Jagdbombergeschwader 34 "Allgäu" (Fighter-Bomber Wing 34; abbreviated as JaboG 34) was a fighter-bomber wing of the German Air Force (Luftwaffe). The wing was based at Memmingen Air Base until its deactivation in 2003. The wing last flew the Panavia Tornado IDS.

== History ==
The wing was first established on 29 November 1958, initially at Faßberg Air Base, until it was re-located to Memmingen Air Base the next year. The wing's first aircraft was the Republic F-84F Thunderstreak, which it flew until 1964. On 1 July 1964, the wing transitioned to the Lockheed F-104G Starfighter and was made a subordinate of the 1. Luftwaffendivision (1st Air Force Division) that same year. In March 1987, the unit began the transition to the Panavia Tornado IDS. In 1992 the wing received its byname, "Allgäu", the name of the region the unit was stationed in. On 30 June 2003, the wing was inactivated.

== Nuclear sharing ==
Throughout the Cold War, the wing had a dual task, both conventional and nuclear attack.
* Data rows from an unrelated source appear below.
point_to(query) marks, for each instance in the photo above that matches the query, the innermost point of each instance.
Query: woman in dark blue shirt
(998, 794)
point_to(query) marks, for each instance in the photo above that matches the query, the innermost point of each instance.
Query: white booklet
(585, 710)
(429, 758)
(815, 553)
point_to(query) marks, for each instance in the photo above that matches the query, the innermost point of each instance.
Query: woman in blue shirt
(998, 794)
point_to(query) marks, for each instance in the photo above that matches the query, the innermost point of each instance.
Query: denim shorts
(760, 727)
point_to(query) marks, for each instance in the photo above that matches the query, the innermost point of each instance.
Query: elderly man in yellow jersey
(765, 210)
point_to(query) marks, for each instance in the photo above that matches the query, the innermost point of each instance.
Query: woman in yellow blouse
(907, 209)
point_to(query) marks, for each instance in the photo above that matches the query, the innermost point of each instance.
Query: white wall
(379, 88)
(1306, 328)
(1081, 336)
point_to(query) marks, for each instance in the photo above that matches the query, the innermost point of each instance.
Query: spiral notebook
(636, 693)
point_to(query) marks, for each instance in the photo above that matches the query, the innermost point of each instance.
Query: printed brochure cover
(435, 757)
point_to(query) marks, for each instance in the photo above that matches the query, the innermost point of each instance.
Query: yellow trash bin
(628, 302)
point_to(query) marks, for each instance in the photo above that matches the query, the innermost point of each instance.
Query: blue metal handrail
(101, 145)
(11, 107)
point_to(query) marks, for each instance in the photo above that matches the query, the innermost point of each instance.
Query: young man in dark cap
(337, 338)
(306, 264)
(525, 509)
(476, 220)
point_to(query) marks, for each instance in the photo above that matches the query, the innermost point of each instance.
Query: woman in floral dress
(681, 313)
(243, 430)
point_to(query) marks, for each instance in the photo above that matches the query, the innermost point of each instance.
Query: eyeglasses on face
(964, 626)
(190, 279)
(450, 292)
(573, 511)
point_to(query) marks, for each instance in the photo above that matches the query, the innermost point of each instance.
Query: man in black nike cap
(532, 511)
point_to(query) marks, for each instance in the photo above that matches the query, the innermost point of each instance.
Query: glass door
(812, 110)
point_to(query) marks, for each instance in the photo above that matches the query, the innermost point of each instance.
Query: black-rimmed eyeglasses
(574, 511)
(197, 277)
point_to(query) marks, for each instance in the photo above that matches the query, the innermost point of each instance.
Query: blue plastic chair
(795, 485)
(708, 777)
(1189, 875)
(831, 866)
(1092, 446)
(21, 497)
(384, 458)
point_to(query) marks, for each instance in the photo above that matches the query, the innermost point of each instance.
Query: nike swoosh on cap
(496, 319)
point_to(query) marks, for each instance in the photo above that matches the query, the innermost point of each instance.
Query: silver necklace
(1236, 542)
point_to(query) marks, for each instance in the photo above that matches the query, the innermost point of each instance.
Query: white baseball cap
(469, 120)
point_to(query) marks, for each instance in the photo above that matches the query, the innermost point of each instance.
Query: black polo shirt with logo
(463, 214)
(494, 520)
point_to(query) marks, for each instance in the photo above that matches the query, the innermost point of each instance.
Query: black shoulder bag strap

As part of the nuclear sharing program, US nuclear weapons were stored at Memmingen Air Base, serviced, guarded, and in case of war activated by a US Air Force munitions support squadron (MUNSS). This was the case until 1996, when the weapons were withdrawn from the base, leaving Jagdbombergeschwader 33 at Büchel Air Base as the last unit in the German Air Force capable of delivering nuclear weapons.